# Joey 10/23/21



## JoeyWelch (Sep 25, 2009)




----------



## JoeyWelch (Sep 25, 2009)

All that for one Blue about 8 or 10 lbs.
It was a beautiful day though. 
River is still full of sailcats. Be glad to see the season change so I can start catching fish again. Never seen a summer this bad.


----------



## JoeyWelch (Sep 25, 2009)

Check out the pictures of my 2400 running in 18” of water and nothing but clean water behind it. I love the portabracket that’s on it. Way better than any jackplate.


----------



## JoeyWelch (Sep 25, 2009)

For the real sportsmen
not the haters
#bestofthebest/BobHarbison


----------



## Boat-Dude (Sep 24, 2011)

Nice pics Joey, I wish I would have gotten a jack plate for my boat when I bought it. The engine height is still wrong but it's close.


----------



## JoeyWelch (Sep 25, 2009)

Boat-Dude said:


> Nice pics Joey, I wish I would have gotten a jack plate for my boat when I bought it. The engine height is still wrong but it's close.


Thanks Bud
If you ever get serious about buying one, go with the portabracket instaed of a jackplate. It will set the motor back further. I can get mine up high enough that the hull will hit bottom before the motor does and still have water on the prop.


----------



## Boat-Dude (Sep 24, 2011)

Not really worried about skinny water as much as the right cav plate height (performance).


----------



## JoeyWelch (Sep 25, 2009)

Boat-Dude said:


> Not really worried about skinny water as much as the right cav plate height (performance).

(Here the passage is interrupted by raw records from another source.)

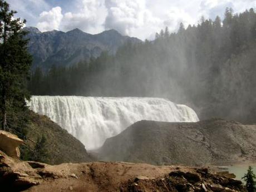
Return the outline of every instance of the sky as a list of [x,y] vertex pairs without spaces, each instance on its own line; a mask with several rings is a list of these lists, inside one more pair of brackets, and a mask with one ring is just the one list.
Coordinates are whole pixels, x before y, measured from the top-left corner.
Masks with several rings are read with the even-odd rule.
[[239,13],[256,8],[256,0],[7,0],[26,26],[45,32],[75,28],[91,34],[114,29],[123,35],[153,39],[161,29],[175,32],[183,22],[198,23],[202,16],[223,18],[227,7]]

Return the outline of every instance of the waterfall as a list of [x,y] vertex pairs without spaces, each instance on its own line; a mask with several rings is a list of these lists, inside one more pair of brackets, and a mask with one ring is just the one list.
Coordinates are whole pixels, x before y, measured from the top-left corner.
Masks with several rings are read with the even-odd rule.
[[199,121],[191,108],[160,98],[32,96],[28,105],[67,130],[88,150],[100,147],[107,138],[141,120]]

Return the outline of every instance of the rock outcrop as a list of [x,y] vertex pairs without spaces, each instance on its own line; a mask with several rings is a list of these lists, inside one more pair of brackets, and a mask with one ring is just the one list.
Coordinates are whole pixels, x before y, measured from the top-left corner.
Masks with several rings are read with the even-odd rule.
[[97,152],[104,161],[191,166],[255,161],[255,146],[256,125],[141,121],[107,139]]
[[0,151],[1,191],[245,191],[208,168],[95,162],[48,165]]
[[0,150],[8,156],[19,159],[21,153],[18,146],[23,143],[16,135],[0,130]]

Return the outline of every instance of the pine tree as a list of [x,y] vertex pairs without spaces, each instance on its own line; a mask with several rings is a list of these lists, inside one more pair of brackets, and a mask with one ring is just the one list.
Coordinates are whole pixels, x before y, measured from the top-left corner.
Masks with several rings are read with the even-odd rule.
[[256,191],[256,176],[253,173],[253,168],[249,166],[247,170],[247,173],[242,178],[246,182],[246,189],[248,192]]
[[14,18],[16,11],[0,0],[0,115],[1,128],[7,129],[8,110],[23,108],[29,98],[26,80],[32,63],[27,51],[26,32],[22,30],[26,21]]

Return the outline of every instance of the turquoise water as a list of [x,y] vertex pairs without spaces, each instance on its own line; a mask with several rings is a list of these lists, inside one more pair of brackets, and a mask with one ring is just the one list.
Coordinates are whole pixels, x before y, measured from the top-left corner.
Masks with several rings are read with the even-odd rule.
[[[235,175],[235,179],[242,180],[242,178],[247,173],[247,169],[249,165],[253,167],[253,172],[256,174],[256,164],[252,165],[234,165],[232,166],[225,166],[230,173],[233,173]],[[244,182],[243,180],[242,181]]]

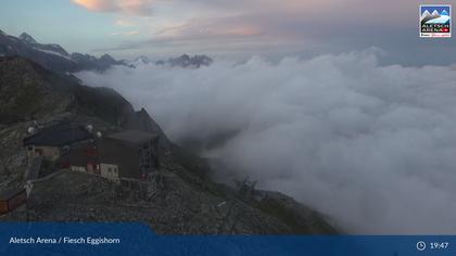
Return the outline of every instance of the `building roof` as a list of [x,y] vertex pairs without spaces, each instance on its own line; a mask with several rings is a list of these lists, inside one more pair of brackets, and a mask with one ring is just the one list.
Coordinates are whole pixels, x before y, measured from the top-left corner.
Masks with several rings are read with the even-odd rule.
[[34,180],[38,178],[39,171],[41,170],[41,163],[42,163],[41,156],[34,158],[34,162],[31,163],[31,166],[28,169],[27,177],[25,178],[25,180]]
[[10,189],[10,190],[3,190],[0,192],[0,201],[8,201],[14,196],[16,196],[17,194],[25,192],[24,188],[15,188],[15,189]]
[[85,167],[88,163],[98,163],[99,159],[93,145],[94,144],[85,144],[76,149],[71,149],[69,152],[58,159],[58,164],[69,164],[69,166]]
[[98,140],[97,148],[100,164],[117,165],[119,177],[139,178],[139,157],[136,149],[110,138]]
[[61,146],[88,140],[92,135],[80,126],[71,124],[43,128],[38,133],[24,139],[24,145]]
[[140,144],[140,143],[148,142],[150,140],[154,140],[159,138],[157,135],[139,131],[139,130],[126,130],[126,131],[113,133],[106,137],[111,139],[132,143],[132,144]]

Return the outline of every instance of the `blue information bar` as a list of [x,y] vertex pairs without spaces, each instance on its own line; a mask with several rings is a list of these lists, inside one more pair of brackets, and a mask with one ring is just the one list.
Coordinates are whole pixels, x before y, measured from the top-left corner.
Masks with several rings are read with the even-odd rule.
[[454,256],[456,235],[157,235],[142,223],[0,223],[0,255]]

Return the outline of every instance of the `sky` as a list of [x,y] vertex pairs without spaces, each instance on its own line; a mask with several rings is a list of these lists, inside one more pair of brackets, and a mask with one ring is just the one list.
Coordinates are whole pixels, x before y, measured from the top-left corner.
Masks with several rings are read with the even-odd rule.
[[[418,37],[417,0],[3,0],[0,29],[69,52],[131,59],[314,56],[376,47],[405,65],[451,64],[453,39]],[[454,1],[427,1],[454,3]]]
[[217,181],[248,177],[347,233],[454,234],[456,68],[384,66],[379,54],[75,75],[201,145]]

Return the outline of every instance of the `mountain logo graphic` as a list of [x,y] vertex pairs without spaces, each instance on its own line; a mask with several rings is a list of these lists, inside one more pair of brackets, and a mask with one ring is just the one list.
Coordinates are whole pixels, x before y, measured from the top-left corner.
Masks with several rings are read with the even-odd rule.
[[452,5],[422,4],[419,7],[421,38],[452,37]]

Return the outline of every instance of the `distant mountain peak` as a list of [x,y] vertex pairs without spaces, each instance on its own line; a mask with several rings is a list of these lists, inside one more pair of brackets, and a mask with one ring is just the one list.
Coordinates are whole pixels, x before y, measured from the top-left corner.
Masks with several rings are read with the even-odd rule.
[[138,57],[135,60],[135,62],[142,62],[142,63],[144,63],[144,64],[149,64],[149,63],[150,63],[149,57],[147,57],[147,56],[144,56],[144,55],[140,55],[140,56],[138,56]]
[[27,33],[23,33],[20,36],[20,39],[28,42],[28,43],[38,43],[30,35],[28,35]]
[[105,62],[115,62],[115,60],[114,60],[114,57],[112,57],[110,54],[103,54],[101,57],[100,57],[100,61],[105,61]]

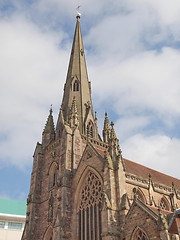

This is all you. You can put it anywhere you want it.


----------



## jack2 (Mar 19, 2010)

welcome back, dude. you over your mad? lol.
jack


----------



## jwilson1978 (Mar 23, 2021)

JoeyWelch said:


> View attachment 1083346
> 
> 
> 
> ...


I love side scan. If the fish are not on I can just ride and look for hours and be entertained Great pics!


----------



## murfpcola (Aug 28, 2012)

I assume the first pic of you bottom machine shows an old boat hull? About what size is it? I have never been on a boat with side scan


----------



## JoeyWelch (Sep 25, 2009)

murfpcola said:


> I assume the first pic of you bottom machine shows an old boat hull? About what size is it? I have never been on a boat with side scan


Murf that thing has been there for several years now. I keep thinking highwater will loose it but it’s hung in so far. The pictures kinda distort the image but you can see on the screen that it’s some sort of frame work. I believe it is either a large piece of deck or the floor of an old houseboat. Really looks like a houseboat floor.
As for sizing on side scan, your side to side distances on the screen are relatively close but length wise (up and down on the screen), can be stretched or compressed somewhat if the boat speed and screen speed aren’t matched right. But knowing I had them matched pretty close I would say that thing is 25-30’ long. If you were to really want to know I suppose you could scan it from two different 90deg angles and get a real close guesstimate.


----------



## jwilson1978 (Mar 23, 2021)

JoeyWelch said:


> Murf that thing has been there for several years now. I keep thinking highwater will loose it but it’s hung in so far. The pictures kinda distort the image but you can see on the screen that it’s some sort of frame work. I believe it is either a large piece of deck or the floor of an old houseboat. Really looks like a houseboat floor.
> As for sizing on side scan, your side to side distances on the screen are relatively close but length wise (up and down on the screen), can be stretched or compressed somewhat if the boat speed and screen speed aren’t matched right. But knowing I had them matched pretty close I would say that thing is 25-30’ long. If you were to really want to know I suppose you could scan it from two different 90deg angles and get a real close guesstimate.


Its crazy the stuff you can find with them and finding bait is a breeze locating where fish are (not biting lol) most of the time is supper fast. Those throw out buoys and a side scan sure make finding spots/tops/structure with fish easy.


----------